Highest point
- Elevation: 2,180 ft (660 m)
- Coordinates: 40°32′30″N 78°12′30″W﻿ / ﻿40.54167°N 78.20833°W

Geography
- Location: Blair County, Pennsylvania and Huntingdon County, Pennsylvania, U.S.
- Parent range: Appalachian Mountains
- Topo map(s): USGS Spruce Creek (PA) Quadrangle, Frankstown (PA) Quadrangle

Climbing
- First ascent: unknown

= Canoe Mountain =

Mountain in Pennsylvania, United States

Canoe Mountain is a stratigraphic ridge in central Pennsylvania, United States, running east of the Allegheny Front and west of Tussey Mountain. It forms a continuous ridge with Brush Mountain to the west. To the south, across the water gap formed by the Frankstown Branch Juniata River, the ridgeline continues as Lock Mountain.

The northern part of Canoe Mountain forms the border between Blair County and Huntingdon County.

Pennsylvania State Game Lands Number 166 lies on Brush Mountain south of Sinking Hollow and on Canoe Mountain and the valley between.

==Geology==
Canoe Mountain is in the western part of the Ridge and Valley province of the Appalachian Mountains.
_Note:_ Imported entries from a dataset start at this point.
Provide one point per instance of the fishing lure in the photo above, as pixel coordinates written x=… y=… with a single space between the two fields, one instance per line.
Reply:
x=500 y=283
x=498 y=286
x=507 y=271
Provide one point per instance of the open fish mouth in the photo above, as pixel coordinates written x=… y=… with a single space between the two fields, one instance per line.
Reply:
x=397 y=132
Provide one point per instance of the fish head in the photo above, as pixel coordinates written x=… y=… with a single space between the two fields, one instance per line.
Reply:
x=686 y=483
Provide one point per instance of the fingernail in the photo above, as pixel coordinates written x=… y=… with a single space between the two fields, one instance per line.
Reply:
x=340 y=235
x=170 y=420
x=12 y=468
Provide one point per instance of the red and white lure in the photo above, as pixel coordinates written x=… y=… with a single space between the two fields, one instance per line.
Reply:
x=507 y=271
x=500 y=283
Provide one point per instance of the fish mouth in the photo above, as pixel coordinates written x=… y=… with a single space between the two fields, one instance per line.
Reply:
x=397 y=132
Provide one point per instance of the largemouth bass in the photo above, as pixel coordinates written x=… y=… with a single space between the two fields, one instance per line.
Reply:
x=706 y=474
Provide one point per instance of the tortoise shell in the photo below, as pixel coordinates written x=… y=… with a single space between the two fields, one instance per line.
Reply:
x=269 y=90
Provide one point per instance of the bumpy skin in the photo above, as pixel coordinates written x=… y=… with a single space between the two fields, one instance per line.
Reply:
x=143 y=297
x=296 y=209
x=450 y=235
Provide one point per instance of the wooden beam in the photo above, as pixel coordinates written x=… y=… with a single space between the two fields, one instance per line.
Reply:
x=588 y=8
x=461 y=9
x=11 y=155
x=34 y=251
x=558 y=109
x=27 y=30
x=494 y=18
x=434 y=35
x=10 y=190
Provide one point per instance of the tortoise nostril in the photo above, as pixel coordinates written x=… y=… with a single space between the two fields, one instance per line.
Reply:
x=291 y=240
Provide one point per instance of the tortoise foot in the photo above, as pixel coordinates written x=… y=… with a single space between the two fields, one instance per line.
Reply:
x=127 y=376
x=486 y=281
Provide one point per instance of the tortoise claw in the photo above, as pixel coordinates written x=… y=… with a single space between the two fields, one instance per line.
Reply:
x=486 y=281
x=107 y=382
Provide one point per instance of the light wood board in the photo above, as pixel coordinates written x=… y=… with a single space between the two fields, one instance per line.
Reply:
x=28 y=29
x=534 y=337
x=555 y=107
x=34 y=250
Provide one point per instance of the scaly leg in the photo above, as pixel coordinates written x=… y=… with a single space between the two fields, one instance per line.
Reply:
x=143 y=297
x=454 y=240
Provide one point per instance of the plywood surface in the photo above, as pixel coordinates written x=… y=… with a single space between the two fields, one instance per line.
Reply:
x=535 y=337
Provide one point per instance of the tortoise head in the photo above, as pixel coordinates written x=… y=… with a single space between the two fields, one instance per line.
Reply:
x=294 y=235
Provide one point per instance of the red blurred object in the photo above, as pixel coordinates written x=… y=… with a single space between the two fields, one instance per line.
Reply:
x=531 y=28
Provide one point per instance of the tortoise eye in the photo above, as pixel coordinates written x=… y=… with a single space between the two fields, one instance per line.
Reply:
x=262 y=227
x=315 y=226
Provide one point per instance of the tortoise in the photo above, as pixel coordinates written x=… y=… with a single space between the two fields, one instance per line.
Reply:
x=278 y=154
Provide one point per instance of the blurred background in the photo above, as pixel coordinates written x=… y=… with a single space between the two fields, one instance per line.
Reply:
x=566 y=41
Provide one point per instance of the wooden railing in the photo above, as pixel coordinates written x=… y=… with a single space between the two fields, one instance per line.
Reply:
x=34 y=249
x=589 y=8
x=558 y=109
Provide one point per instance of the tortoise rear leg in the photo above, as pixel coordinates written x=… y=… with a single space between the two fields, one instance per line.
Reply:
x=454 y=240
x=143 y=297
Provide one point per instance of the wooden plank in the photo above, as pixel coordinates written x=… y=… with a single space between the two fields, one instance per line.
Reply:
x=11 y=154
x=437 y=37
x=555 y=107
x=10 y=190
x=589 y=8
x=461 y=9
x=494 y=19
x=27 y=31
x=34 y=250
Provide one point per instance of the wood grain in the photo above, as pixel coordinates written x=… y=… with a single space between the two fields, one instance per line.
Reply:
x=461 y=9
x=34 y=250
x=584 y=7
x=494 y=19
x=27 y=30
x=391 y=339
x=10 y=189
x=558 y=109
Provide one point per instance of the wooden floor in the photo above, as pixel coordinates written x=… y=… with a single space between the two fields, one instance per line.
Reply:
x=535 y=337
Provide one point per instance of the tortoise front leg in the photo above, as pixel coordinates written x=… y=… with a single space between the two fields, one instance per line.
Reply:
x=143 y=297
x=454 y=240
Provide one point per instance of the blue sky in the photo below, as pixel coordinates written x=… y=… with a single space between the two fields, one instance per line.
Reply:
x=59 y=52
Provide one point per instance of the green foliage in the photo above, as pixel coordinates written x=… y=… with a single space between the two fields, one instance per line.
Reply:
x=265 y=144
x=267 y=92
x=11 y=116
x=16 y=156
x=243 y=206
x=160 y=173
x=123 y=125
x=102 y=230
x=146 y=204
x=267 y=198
Tussey Mountain, to the east, is made up of Paleozoic rocks, consisting of Ordovician Bald Eagle Formation (sandstone), Juniata Formation (shale), and Silurian Tuscarora Formation (Quartzite) that were folded during the Appalachian orogeny in the Permian period, then eroded down to their present form.

The Tuscarora Quartzite is more resistant to erosion than the Bald Eagle Sandstone, and both are more resistant than the Juniata formation between them or the other formations stratigraphically above and below them. The two sandstones thus form a double ridge line with the harder Tuscarora at the crest.

Canoe Mountain and the southern spur of Brush Mountain form a syncline.